How has A/Wisconsin/67/05(H3N2) contributed to our understanding of influenza virus evolution and adaptation?

A/Wisconsin/67/05(H3N2) has made significant contributions to our understanding of influenza virus evolution and adaptation through several key insights:

• Receptor binding adaptations:

  • Demonstrated how S193F and D225N mutations in HA can alter receptor specificity

  • Revealed the balance between immune evasion and receptor binding functionality

  • Illustrated evolutionary trade-offs between antigenic drift and receptor affinity

• NA functional plasticity:

  • Revealed the capacity of NA to acquire receptor binding function through D151G/N/A mutations

  • Demonstrated how a single amino acid change can fundamentally alter protein function

  • Highlighted the importance of D151 in restricting NA specificity to complement HA function

• Host adaptation mechanisms:

  • Showed different adaptive pathways in different culture systems (eggs vs. MDCK cells)

  • Illustrated how passage conditions can select for distinct viral subpopulations

  • Provided insights into constraints on influenza evolution in different host environments

These findings have enhanced our understanding of influenza virus adaptation mechanisms and the molecular determinants of host range, with implications for surveillance, vaccine development, and pandemic preparedness.

What lessons from A/Wisconsin/67/05(H3N2) research can be applied to current challenges in influenza surveillance and vaccine development?

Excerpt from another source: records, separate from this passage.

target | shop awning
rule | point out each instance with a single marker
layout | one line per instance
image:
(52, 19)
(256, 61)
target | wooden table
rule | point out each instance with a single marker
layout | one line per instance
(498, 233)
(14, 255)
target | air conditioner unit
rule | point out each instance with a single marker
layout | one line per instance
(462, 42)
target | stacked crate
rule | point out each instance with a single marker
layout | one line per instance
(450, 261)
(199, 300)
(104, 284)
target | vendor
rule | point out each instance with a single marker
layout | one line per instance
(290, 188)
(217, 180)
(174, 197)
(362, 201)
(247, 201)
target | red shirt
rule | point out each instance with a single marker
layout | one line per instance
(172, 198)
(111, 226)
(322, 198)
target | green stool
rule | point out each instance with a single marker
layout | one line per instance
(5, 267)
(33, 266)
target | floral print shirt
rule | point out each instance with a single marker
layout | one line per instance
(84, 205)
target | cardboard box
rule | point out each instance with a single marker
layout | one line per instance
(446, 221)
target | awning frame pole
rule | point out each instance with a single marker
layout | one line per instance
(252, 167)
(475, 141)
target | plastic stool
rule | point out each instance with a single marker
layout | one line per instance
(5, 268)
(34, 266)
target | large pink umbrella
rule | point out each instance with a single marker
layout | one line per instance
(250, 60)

Research on A/Wisconsin/67/05(H3N2) has yielded valuable lessons applicable to current challenges in influenza surveillance and vaccine development:

• Antigen characterization methodology:

  • Include neuraminidase inhibitors in hemagglutination inhibition assays when characterizing H3N2 viruses

  • Use multiple assay systems (HI, neutralization, ELISA) for comprehensive antigenic analysis

  • Consider both HA and NA contributions to viral antigenicity

• Vaccine production considerations:

  • Be aware of passage-dependent mutations that may alter viral properties

  • Understand how growth substrate (eggs vs. cell culture) affects vaccine strain characteristics

  • Consider alternative platforms like DNA vaccines that avoid adaptive mutations during production

• Surveillance implications:

  • Monitor both HA and NA sequences for mutations affecting receptor binding

  • Recognize that minor viral subpopulations may have significant functional impacts

  • Use deep sequencing to detect mixed viral populations in clinical samples

• Cross-protection strategies:

  • Design vaccines targeting conserved epitopes identified through comparative studies

  • Consider multivalent approaches that induce broader immunity

  • Evaluate cross-protective potential against diverse influenza strains

These lessons highlight the importance of comprehensive characterization of influenza viruses and adapting methodologies to account for the unique properties of each strain, ultimately improving our ability to monitor antigenic drift and develop effective vaccines.